私は両親に褒められた記憶があまりない。テストで学年1位をとっても、俳句コンテストや英語スピーチコンテストで入賞しても、手放しに喜んで、褒めてくれたことはなかった。いつも返ってくる言葉は「まぁ上には上がいるからね」。 嬉しかったはずの気持ちがこの言葉でどのくらい萎んでしまったのだろう。
私の両親は小学校の教員をしている。両親が私をあまり褒めなかったのは、私よりも優秀な子を見る回数が一般的な親よりも多く、褒める基準も高かったからだと思う。模試の成績も校内順位ではなく、全国順位を見ていた。「上には上がいる」なんて言葉、学校で死ぬほど聞いたからそんなのわかってるよ、お願いだから家では褒めてよ。ひとこと「すごいね」という言葉が欲しかった。

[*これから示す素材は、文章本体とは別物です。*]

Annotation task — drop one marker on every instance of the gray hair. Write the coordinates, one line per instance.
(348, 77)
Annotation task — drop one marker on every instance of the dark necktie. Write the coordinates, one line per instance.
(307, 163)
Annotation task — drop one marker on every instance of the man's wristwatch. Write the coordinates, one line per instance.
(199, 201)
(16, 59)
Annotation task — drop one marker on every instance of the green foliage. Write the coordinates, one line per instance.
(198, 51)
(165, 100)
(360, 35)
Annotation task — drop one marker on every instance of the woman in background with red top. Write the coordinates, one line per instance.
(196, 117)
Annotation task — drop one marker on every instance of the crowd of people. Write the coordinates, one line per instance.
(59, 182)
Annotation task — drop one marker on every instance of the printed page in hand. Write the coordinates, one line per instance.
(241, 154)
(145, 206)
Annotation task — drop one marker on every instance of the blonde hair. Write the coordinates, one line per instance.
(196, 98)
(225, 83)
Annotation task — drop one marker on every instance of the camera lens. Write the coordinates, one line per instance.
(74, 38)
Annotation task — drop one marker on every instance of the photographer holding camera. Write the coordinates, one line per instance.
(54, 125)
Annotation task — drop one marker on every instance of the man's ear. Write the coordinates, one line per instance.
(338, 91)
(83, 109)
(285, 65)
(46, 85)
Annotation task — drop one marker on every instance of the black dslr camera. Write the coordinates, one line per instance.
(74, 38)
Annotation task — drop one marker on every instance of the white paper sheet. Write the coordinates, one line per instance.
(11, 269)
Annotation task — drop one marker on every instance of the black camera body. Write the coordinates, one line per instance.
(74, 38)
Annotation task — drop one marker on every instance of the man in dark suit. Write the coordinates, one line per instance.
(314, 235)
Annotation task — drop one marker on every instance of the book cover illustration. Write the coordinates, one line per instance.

他の子の家庭に比べて褒めてくれないということ以外は、両親に対して不満がなかったから余計にそのことに執着してしまったのかもしれない。
私は両親のことが嫌いなわけでは決してない。むしろ仕事に対して真摯に向き合う姿は尊敬しているし、そんな両親のもとに生まれてよかったなあと思っている。大好きで尊敬しているからこそ、誰よりも褒めてほしくて、認めてほしくて、苦しかった。
先生の子どもとして語られる私
教員の子どもというのは私にとって一種の呪いのようなものだった。私の場合、祖父母も教育関係に従事している、近所では有名な先生の家系だったからさらにタチが悪かったのかもしれない。私がテストで良い点をとっても大人達は「先生の子どもだからね〜」と言うし、友達も「どうせ教えてもらえるんだからズルい」と私に言った。「いや自分で勉強しているんだけど」という反論も誰も聞く耳を持ってくれなかった。

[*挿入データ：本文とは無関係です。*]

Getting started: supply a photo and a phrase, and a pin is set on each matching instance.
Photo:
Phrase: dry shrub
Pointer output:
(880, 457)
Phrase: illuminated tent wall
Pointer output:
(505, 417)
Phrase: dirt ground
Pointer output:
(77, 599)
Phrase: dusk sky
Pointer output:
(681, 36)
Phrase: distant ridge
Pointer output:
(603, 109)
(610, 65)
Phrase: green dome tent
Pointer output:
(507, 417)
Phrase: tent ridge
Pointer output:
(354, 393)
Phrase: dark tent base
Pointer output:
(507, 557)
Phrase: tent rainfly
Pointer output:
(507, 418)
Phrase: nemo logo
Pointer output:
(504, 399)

私が飲み込まれてしまうぐらい教員の子どもという肩書きは大きい。学校内にとどまらず、私の住んでいた場所は田舎だったからご近所づきあいにもその肩書きはつきまとった。自分の成果が家の評価に直結する世界。自分がどんな成果をあげても、「みのりちゃんは」ではなく「○○先生のお子さんは〜」と言われる。どんなに頑張っても私は透明だった。誰も私のことを見ているようで見てない、そう思ったこともある。
理想の娘を追い求めて
周りの大人たちにどう見られているのか、親に褒められるにはどうすればいいのかをひたすら考えるうちに、いつしか私は私自身が作り出した「理想の娘」にとらわれるようになってしまった。私がちゃんとすればお父さんとお母さんは「そんな娘さんを持って幸せだ」と周りの人に思われる、「理想の娘、自慢の娘と思われたい」。その一心で私は必死に自分の思う「理想の娘」を演じ続けた。

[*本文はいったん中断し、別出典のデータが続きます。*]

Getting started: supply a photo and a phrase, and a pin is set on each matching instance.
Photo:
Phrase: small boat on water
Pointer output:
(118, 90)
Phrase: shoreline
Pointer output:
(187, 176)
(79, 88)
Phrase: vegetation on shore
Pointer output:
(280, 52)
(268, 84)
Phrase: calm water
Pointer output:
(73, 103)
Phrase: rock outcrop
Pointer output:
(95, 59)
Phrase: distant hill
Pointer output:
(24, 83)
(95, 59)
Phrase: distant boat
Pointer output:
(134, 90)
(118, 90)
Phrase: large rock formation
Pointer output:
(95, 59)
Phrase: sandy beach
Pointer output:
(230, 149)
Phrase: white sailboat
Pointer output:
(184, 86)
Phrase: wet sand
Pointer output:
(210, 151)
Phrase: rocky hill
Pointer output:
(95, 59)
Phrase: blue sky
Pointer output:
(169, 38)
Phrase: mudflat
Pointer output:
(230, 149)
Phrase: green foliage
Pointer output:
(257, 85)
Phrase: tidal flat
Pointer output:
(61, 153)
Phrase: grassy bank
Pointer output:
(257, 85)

「理想の娘化計画」は順調だった。近所のコミュニティでは礼儀正しい子だと評判だったし、成績も小さな中学校で学年一位を取り続けられるくらい優秀だった。中学生の時の合唱コンクールでは伴奏者をつとめ、先生から頼りにされていた。反抗期も思い当たる部分はない。自分で言うのもなんだけれど、高校生まで私は絵に描いたような優等生だったと思う。でもそんな計画がいつまでもうまくいく訳がない。
薄暗いキッチンで光る包丁
計画が崩れたのは3年前。大学入試の時。私は第1志望だった大学に落ちてしまう。初めての挫折。3日間泣きわめき、2週間ふさぎ込んだ。そんなことは私の人生の中で初めてだった。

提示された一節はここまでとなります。